Keras: Keras CNN TypeError: float() argument must be a string or a number, not 'JpegImageFile'

Created on 6 Sep 2018  ·  10Comments  ·  Source: keras-team/keras

I try to set up a multiclass CNN with Keras which relies on ImageDataGenerator and flow_from_directory. Unfortunately I receive the following error:

Traceback (most recent call last):
  File "/home/torben/.local/lib/python3.6/site-packages/keras/utils/data_utils.py", line 578, in get
    inputs = self.queue.get(block=True).get()
  File "/usr/lib/python3.6/multiprocessing/pool.py", line 644, in get
    raise self._value
  File "/usr/lib/python3.6/multiprocessing/pool.py", line 119, in worker
    result = (True, func(*args, **kwds))
  File "/home/torben/.local/lib/python3.6/site-packages/keras/utils/data_utils.py", line 401, in get_index
    return _SHARED_SEQUENCES[uid][i]
  File "/home/torben/.local/lib/python3.6/site-packages/keras_preprocessing/image.py", line 1296, in __getitem__
    return self._get_batches_of_transformed_samples(index_array)
  File "/home/torben/.local/lib/python3.6/site-packages/keras_preprocessing/image.py", line 1773, in _get_batches_of_transformed_samples
    x = img_to_array(img, data_format=self.data_format)
  File "/home/torben/.local/lib/python3.6/site-packages/keras_preprocessing/image.py", line 423, in img_to_array
    x = np.asarray(img, dtype=backend.floatx())
  File "/home/torben/.local/lib/python3.6/site-packages/numpy/core/numeric.py", line 501, in asarray
    return array(a, dtype, copy=False, order=order)
TypeError: float() argument must be a string or a number, not 'JpegImageFile'

The above exception was the direct cause of the following exception:

Traceback (most recent call last):
  File "cnn.py", line 145, in <module>
    Cnn()
  File "cnn.py", line 23, in __init__
    self.train_model()
  File "cnn.py", line 69, in train_model
    validation_steps=50)
  File "/home/torben/.local/lib/python3.6/site-packages/keras/legacy/interfaces.py", line 91, in wrapper
    return func(*args, **kwargs)
  File "/home/torben/.local/lib/python3.6/site-packages/keras/engine/training.py", line 1415, in fit_generator
    initial_epoch=initial_epoch)
  File "/home/torben/.local/lib/python3.6/site-packages/keras/engine/training_generator.py", line 230, in fit_generator
    workers=0)
  File "/home/torben/.local/lib/python3.6/site-packages/keras/legacy/interfaces.py", line 91, in wrapper
    return func(*args, **kwargs)
  File "/home/torben/.local/lib/python3.6/site-packages/keras/engine/training.py", line 1469, in evaluate_generator
    verbose=verbose)
  File "/home/torben/.local/lib/python3.6/site-packages/keras/engine/training_generator.py", line 327, in evaluate_generator
    generator_output = next(output_generator)
  File "/home/torben/.local/lib/python3.6/site-packages/keras/utils/data_utils.py", line 584, in get
    six.raise_from(StopIteration(e), e)
  File "<string>", line 3, in raise_from
StopIteration: float() argument must be a string or a number, not 'JpegImageFile'

This is my Keras code:

train_datagen = ImageDataGenerator(rescale=1. / 255)
test_datagen = ImageDataGenerator(rescale=1. / 255)
train_generator = train_datagen.flow_from_directory('../image-classifier-files/train',
                                                    target_size=(constants.IMG_SIZE, constants.IMG_SIZE),
                                                    batch_size=32)
validation_generator = test_datagen.flow_from_directory('../image-classifier-files/val',
                                                        target_size=(constants.IMG_SIZE, constants.IMG_SIZE),
                                                        batch_size=32)
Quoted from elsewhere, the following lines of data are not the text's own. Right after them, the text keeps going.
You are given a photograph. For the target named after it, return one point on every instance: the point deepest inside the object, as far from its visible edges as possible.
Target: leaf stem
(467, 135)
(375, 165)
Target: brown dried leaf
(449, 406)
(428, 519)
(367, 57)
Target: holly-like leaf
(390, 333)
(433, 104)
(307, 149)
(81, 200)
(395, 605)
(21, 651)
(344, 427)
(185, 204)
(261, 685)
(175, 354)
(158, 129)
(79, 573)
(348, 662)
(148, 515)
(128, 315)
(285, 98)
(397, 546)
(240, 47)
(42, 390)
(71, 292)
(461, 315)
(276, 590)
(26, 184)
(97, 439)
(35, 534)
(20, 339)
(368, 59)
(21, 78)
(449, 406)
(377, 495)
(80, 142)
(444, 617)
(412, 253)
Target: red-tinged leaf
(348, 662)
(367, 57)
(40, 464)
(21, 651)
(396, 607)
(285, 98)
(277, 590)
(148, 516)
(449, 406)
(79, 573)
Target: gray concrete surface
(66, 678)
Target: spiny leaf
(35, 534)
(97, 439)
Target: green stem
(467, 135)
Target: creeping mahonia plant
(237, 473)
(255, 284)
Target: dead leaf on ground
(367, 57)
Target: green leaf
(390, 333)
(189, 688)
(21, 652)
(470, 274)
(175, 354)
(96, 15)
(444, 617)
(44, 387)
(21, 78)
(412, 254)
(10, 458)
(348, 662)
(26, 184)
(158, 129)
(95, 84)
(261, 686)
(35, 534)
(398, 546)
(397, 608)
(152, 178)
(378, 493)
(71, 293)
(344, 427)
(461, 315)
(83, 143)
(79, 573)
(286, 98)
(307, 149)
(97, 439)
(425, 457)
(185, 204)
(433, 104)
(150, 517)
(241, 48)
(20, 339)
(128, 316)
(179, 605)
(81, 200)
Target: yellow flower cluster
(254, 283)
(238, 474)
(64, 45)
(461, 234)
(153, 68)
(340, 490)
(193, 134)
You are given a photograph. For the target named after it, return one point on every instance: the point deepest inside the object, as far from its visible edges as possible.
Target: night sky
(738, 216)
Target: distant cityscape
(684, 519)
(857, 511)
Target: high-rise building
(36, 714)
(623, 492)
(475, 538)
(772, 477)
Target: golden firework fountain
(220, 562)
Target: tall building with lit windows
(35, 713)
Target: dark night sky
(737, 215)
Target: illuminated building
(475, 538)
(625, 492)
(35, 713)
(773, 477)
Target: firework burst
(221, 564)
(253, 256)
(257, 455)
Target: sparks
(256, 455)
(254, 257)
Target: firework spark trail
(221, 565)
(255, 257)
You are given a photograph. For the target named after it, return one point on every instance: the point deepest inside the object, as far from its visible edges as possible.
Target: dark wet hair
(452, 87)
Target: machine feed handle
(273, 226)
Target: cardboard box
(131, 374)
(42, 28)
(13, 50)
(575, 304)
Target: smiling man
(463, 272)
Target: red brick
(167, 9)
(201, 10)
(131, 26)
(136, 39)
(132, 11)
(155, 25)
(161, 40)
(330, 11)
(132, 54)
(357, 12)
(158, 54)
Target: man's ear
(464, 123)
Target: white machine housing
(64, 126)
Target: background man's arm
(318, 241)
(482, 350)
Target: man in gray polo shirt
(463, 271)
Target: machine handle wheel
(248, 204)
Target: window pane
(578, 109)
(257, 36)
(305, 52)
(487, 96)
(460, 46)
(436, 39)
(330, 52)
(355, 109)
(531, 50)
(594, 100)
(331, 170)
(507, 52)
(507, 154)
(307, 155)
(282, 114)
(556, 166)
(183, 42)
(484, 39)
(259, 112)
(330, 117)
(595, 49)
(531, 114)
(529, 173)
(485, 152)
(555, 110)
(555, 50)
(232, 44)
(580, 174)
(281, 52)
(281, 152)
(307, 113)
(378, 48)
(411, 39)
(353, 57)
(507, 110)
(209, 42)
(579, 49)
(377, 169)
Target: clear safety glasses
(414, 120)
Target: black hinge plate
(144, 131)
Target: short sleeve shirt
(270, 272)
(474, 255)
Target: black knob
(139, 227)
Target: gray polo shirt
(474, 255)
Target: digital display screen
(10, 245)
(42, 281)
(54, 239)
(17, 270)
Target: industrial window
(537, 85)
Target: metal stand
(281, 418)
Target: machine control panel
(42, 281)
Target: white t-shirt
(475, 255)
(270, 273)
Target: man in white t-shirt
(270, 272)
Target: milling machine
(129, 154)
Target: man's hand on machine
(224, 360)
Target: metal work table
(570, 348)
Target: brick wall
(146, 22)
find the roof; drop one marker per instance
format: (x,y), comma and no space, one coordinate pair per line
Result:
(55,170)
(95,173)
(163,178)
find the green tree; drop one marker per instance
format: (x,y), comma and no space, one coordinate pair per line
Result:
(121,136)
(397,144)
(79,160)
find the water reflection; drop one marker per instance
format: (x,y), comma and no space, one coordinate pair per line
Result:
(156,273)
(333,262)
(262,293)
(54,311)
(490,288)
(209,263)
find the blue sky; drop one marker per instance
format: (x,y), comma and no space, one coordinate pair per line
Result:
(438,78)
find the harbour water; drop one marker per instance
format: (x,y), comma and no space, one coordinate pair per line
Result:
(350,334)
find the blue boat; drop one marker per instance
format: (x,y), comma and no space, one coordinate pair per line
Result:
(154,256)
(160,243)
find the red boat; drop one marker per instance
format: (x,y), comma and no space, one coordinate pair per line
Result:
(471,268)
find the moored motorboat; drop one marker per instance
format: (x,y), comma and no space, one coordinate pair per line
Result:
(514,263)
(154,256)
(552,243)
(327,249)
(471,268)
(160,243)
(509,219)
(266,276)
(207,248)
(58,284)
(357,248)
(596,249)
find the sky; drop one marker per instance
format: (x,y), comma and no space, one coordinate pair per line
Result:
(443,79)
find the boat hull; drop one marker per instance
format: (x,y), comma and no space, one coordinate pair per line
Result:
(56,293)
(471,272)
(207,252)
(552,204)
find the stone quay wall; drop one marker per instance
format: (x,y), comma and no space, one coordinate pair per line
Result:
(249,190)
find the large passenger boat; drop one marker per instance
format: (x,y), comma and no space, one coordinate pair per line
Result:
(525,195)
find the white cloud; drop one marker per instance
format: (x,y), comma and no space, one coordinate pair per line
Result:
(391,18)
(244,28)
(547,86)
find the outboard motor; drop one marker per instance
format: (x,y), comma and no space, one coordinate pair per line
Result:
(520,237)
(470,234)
model = models.Sequential()
model.add(layers.Conv2D(32, (3, 3), activation='relu', input_shape=(constants.IMG_SIZE, constants.IMG_SIZE, 3)))
model.add(layers.MaxPooling2D((2, 2)))
model.add(layers.Dropout(0.25))

model.add(layers.Conv2D(64, (3, 3), activation='relu'))
model.add(layers.MaxPooling2D((2, 2)))
model.add(layers.Conv2D(64, (3, 3), activation='relu'))
model.add(layers.MaxPooling2D((2, 2)))
model.add(layers.Dropout(0.25))

model.add(layers.Conv2D(128, (3, 3), activation='relu'))
model.add(layers.MaxPooling2D((2, 2)))
model.add(layers.Conv2D(128, (3, 3), activation='relu'))
model.add(layers.MaxPooling2D((2, 2)))
model.add(layers.Dropout(0.25))

model.add(layers.Flatten())
model.add(layers.Dense(1024, activation='relu'))
model.add(layers.Dropout(0.5))

model.add(layers.Dense(self.simterm_count, activation='sigmoid'))

model.summary()

model.compile(loss='binary_crossentropy',
              optimizer=optimizers.Adam(),
              metrics=['acc'])

history = model.fit_generator(train_generator,
                              steps_per_epoch=100,
                              epochs=30,
                              verbose=2,
                              validation_data=validation_generator,
                              validation_steps=50)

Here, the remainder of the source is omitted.